The album features long passages of atmospheric immersive instrumental BM tremolo guitar textures which in some songs might alternate or entwine with quiet sections of near-acoustic guitar melody and a pensive dreamy mood or a run of tremolo guitar chords or piano melody. Vocals can sometimes be hard to distinguish from the acid-rain BM guitar showers.

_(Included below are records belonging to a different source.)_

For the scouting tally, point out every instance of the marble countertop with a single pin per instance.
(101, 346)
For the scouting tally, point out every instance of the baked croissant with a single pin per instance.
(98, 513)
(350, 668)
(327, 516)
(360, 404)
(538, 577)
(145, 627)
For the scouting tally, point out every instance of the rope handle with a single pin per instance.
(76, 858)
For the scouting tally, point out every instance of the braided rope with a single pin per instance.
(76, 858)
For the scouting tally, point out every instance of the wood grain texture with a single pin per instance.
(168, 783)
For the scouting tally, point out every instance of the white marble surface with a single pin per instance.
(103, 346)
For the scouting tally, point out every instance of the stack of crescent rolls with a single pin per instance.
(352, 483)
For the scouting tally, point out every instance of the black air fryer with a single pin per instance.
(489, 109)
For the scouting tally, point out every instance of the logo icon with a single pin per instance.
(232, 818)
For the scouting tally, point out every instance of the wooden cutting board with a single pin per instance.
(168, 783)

One track that is very different from the rest is “Ritual Exile” which combines the damp-forest atmosphere with booming drone-dominated doom metal that has a slight crumbly edge and evolves into a very martial song mixing prog-rock bombast, synthesiser wash, death metal and black metal vocals and crunching bass riffs.
“Weapons of War / Bury ‘Em” probably has the best fusion of black metal, post-BM and doom, the track negotiating a path veering from one layer of hard-driving grinding riffs to another, more shrill layer of high-pitched tremolo guitar chords, to move onto something quieter yet brimming with chaos and brutal violence. It has an angular awkward quality as though the different musics that have gone into the track are struggling to maintain their identities yet can’t do without the other genres challenging them. In its last few moments the track becomes ominous with thumping percussion and a cacophony of ghost voices towards a climax … or anti-climax.

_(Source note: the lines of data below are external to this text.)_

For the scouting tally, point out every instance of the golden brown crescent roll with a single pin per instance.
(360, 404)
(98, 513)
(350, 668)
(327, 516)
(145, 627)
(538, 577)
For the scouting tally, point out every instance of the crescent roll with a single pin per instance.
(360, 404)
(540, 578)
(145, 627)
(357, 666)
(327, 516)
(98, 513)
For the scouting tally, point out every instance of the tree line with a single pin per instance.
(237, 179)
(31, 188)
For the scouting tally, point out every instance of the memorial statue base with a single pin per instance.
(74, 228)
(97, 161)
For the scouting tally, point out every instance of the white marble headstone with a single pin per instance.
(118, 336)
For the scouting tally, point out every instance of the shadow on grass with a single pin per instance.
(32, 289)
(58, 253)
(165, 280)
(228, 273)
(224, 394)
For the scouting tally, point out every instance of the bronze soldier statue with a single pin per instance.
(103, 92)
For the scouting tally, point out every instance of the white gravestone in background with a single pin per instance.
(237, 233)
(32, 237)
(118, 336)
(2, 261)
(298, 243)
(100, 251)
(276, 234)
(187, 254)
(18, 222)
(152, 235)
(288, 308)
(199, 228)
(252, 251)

The title track is a disappointment for me, it being heavy-handed with the melancholy and the long, even boring meanderings of epic atmospheric BM / post-BM / doom instrumental music. Unexpectedly perhaps the best songs on the album are the short pieces “Voices” and “A Memory of Dawn” for both delineating succinctly in a few minutes complete and distinct if otherworldly universes of ethereal voices, moody droning guitars, transcendental cosmic ambient shimmer and deep gravity.
A very ambitious album, perhaps not succeeding completely in what it sets out to do, and including some not-great moments of monumental filler, but certainly reaching for high ideals and achieving moments of astonishing beauty and power: this is as much a real golden hour (well, almost, the album is about 52 minutes long) for Awenden, as it is in its title. In the years to come, this sophomore release may well enjoy the status of a cult classic of its style.